No hay duda de que Cristo dirige a Su iglesia y de que la iglesia está unida a Él por medio del Espíritu Santo, a quien los apóstoles se refieren como «el Espíritu de Cristo» (Rom 8:9; 1 Pe 1:11). El Espíritu no solo es eficaz en la regeneración del creyente, sino que también es el sustento regular que capacita al cristiano para vivir como ciudadano del reino de Cristo. La realeza de Cristo tiene una aplicación bidireccional. Establece una relación apropiada entre Dios y Su pueblo porque Cristo es verdaderamente humano, pero también establece una relación apropiada entre Su pueblo y Dios porque Cristo es verdaderamente divino. Gracias a Cristo, podemos estar unidos a Dios y disfrutar de todas las bendiciones inherentes a esa unión.

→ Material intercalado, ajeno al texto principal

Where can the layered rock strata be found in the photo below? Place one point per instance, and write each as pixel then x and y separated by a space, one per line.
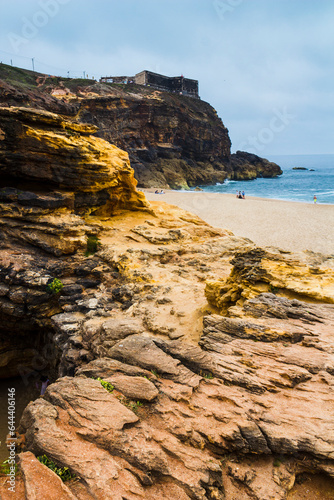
pixel 173 141
pixel 204 405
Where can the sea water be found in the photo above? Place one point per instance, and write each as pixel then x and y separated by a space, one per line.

El carácter y la obra de la Iglesia están fundados en Cristo, vivificados por Su Espíritu y dirigidos hacia los fines de Su reino. Él está en nosotros y nosotros en Él. Cristo es más que un santo de nuestra tradición o un profeta de Dios; Él es el cumplimiento de las expectativas de las Escrituras hebreas. Nuestros corazones son conformados a Su corazón real a través de la obra del Espíritu en la santificación, y debido a nuestra unión espiritual con Él anhelamos que Su reino venga en su plenitud.